Category Archives: Drug Development

World No Tobacco Day – except to make malaria drugs

May 31st marks World No Tobacco Day. The Theme for 2017 is “Tobacco – a threat to development.” According to WHO, “Tobacco control has been enshrined in the Sustainable Development Agenda. It is seen as one of the most effective means to help achieve SDG target 3.4 of a one-third reduction globally, by 2030, of premature deaths from  noncommunicable diseases (NCDs).” Control is also associated with positive environmental and anti-poverty outcomes.

It is ironic then that the tobacco plant itself may be modified to produce life saving anti-malarial medicines. Nature reported that because Artemisia annua produces a precursor of the compound, artemisinic acid, only in low quantities, it is expensive to grow.  Consequently, “a team led by Ralph Bock at the Max Planck Institute of Molecular Plant Physiology in Potsdam-Golm, Germany, inserted genes for artemisinic acid synthesis into tobacco plants’ chloroplasts — abundant organelles that have their own DNA. By adding ‘accessory genes’ that make artemisinic acid production more efficient, they created a line that pumps out 120 milligrams of artemisinic acid per kilogram of biomass.”

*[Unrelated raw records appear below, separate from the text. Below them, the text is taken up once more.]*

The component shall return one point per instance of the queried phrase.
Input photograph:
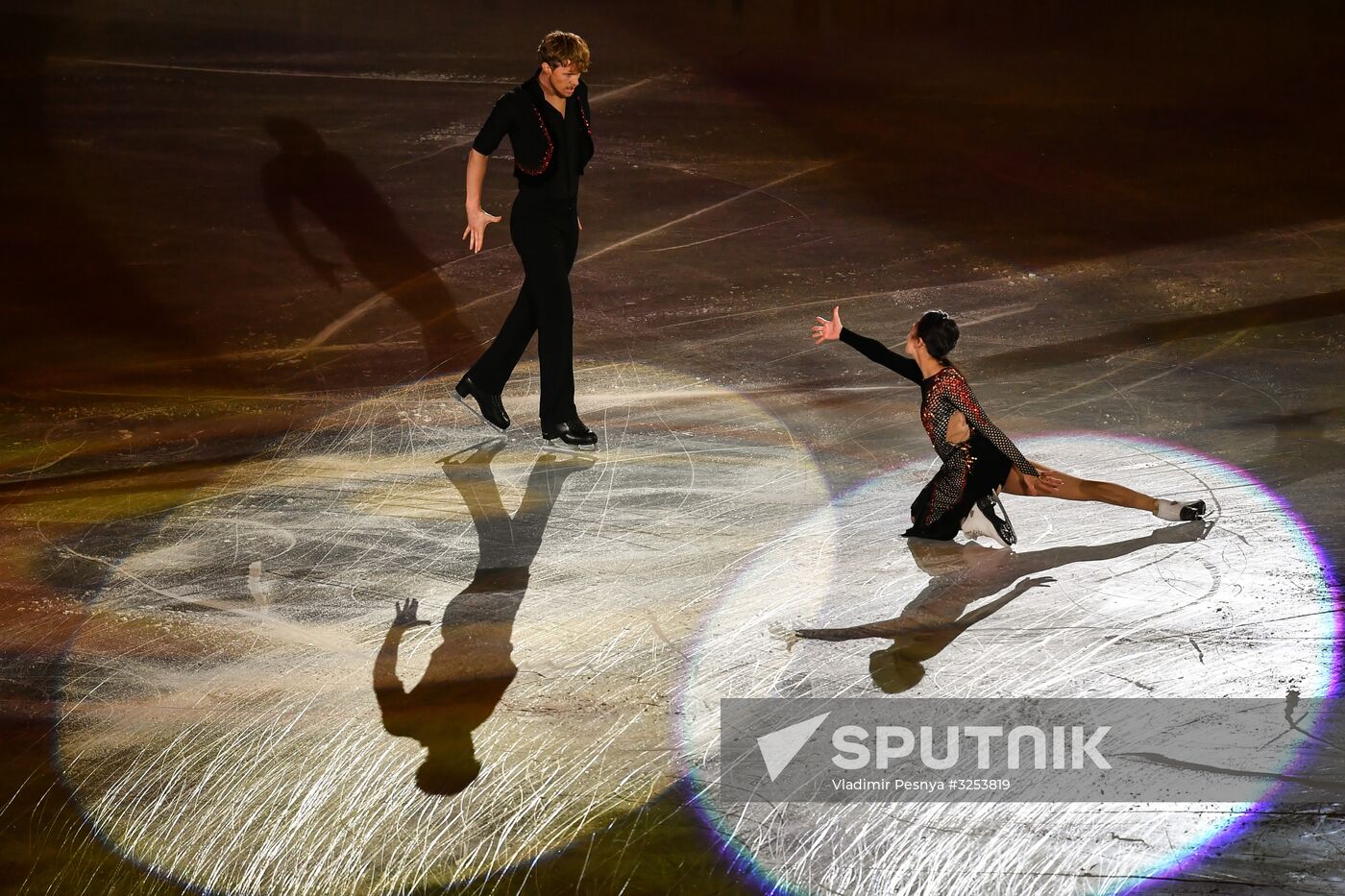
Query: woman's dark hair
(939, 332)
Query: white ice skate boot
(1180, 512)
(975, 525)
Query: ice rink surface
(232, 452)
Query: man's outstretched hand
(826, 329)
(477, 221)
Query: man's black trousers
(547, 235)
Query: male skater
(548, 124)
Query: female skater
(978, 460)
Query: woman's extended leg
(1078, 489)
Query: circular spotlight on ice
(238, 717)
(1137, 608)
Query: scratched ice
(1138, 608)
(221, 721)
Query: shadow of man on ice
(349, 205)
(470, 671)
(959, 576)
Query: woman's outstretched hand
(826, 329)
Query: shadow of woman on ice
(349, 205)
(470, 671)
(959, 576)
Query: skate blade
(567, 448)
(477, 412)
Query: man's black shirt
(515, 114)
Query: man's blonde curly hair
(564, 49)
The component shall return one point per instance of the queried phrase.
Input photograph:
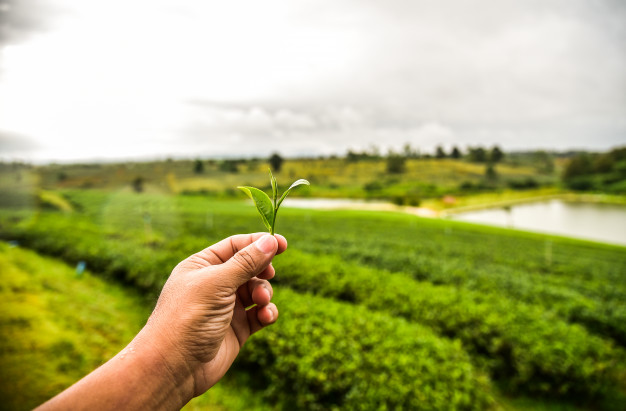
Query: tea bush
(325, 355)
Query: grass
(58, 326)
(551, 325)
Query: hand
(200, 321)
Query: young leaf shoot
(268, 208)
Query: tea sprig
(268, 208)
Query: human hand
(200, 321)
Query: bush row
(529, 348)
(324, 354)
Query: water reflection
(600, 222)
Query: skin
(194, 334)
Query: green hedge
(532, 350)
(323, 354)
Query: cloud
(21, 18)
(294, 77)
(11, 143)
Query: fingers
(268, 273)
(224, 250)
(261, 291)
(246, 263)
(259, 317)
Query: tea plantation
(378, 310)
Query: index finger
(222, 251)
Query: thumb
(247, 263)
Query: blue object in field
(80, 268)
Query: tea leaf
(274, 187)
(295, 184)
(263, 204)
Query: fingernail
(266, 244)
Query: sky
(85, 80)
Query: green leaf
(263, 204)
(294, 185)
(274, 187)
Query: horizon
(216, 80)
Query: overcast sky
(87, 79)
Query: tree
(456, 153)
(440, 153)
(496, 155)
(138, 184)
(198, 167)
(490, 172)
(396, 164)
(477, 155)
(276, 161)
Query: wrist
(164, 368)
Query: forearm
(139, 377)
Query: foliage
(268, 209)
(477, 154)
(198, 167)
(605, 171)
(328, 355)
(276, 161)
(517, 313)
(440, 153)
(396, 164)
(57, 327)
(496, 154)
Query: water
(599, 222)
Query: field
(378, 310)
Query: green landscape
(379, 309)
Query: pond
(598, 222)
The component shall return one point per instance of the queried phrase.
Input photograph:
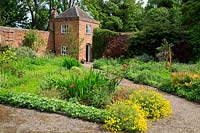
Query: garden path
(184, 119)
(185, 116)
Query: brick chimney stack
(54, 13)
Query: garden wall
(15, 36)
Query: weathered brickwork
(76, 20)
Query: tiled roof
(76, 12)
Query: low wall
(15, 36)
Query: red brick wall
(78, 27)
(60, 38)
(87, 38)
(14, 37)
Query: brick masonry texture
(14, 37)
(78, 27)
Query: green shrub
(186, 85)
(145, 57)
(74, 110)
(125, 116)
(33, 41)
(70, 62)
(24, 52)
(91, 88)
(154, 105)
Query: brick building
(14, 37)
(71, 33)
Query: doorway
(88, 52)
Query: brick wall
(78, 27)
(60, 38)
(14, 37)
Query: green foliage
(153, 104)
(116, 15)
(194, 38)
(91, 88)
(145, 57)
(73, 110)
(159, 24)
(191, 12)
(184, 84)
(12, 13)
(125, 116)
(98, 64)
(70, 62)
(100, 40)
(8, 57)
(25, 52)
(33, 41)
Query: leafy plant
(153, 104)
(70, 62)
(23, 52)
(33, 41)
(126, 116)
(165, 51)
(73, 110)
(91, 88)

Science magazine followed up to report that although “several years ago researchers transplanted the drugmaking genes into yeast, allowing them to collect the compound from a microbial brew, the fermentation process is still relatively expensive.” Tobacco, on the other hand, is an “inexpensive, high-volume crop.” Inserting the right genes into tobacco, they noted, would enable “harvesting artemisinic acid from a plot of land 200 square kilometers—less area than a city the size of Boston—would provide enough artemisinin to meet the entire worldwide demand.”

Malhotra et al. discovered another novel approach that found that, “Partially purified extracts from the leaves of transgenic tobacco plants inhibited in vitro growth progression of Plasmodium falciparum-infected red blood cells. Oral feeding of whole intact plant cells bioencapsulating the artemisinin reduced the parasitemia levels in challenged mice in comparison with commercial drug. Such novel synergistic approaches should facilitate low-cost production and delivery of artemisinin and other drugs through metabolic engineering of edible plants.”

Another approach looks at malaria vaccines. Beiss et al. note that malaria “transmission blocking vaccine (TBVs) need to be produced in large quantities at low cost.” They found a high level  transient expression in fresh leaves of Nicotiana benthamiana of an effective TBV candidate. Likewise Jones et al. demonstrated the potential of the new malaria vaccine candidate and also support feasibility of expressing Plasmodium antigens in Nicotiana benthamiana.

The American Cancer Society observed that most African Countries are in the early stages of the tobacco epidemic. This may be a good time to switch the production of tobacco on the continent from purveyor of cancer and NCDs to a ‘factory’ for producing malaria medicines. The sooner this can be done, the better since artemisinin  resistance is a growing threat.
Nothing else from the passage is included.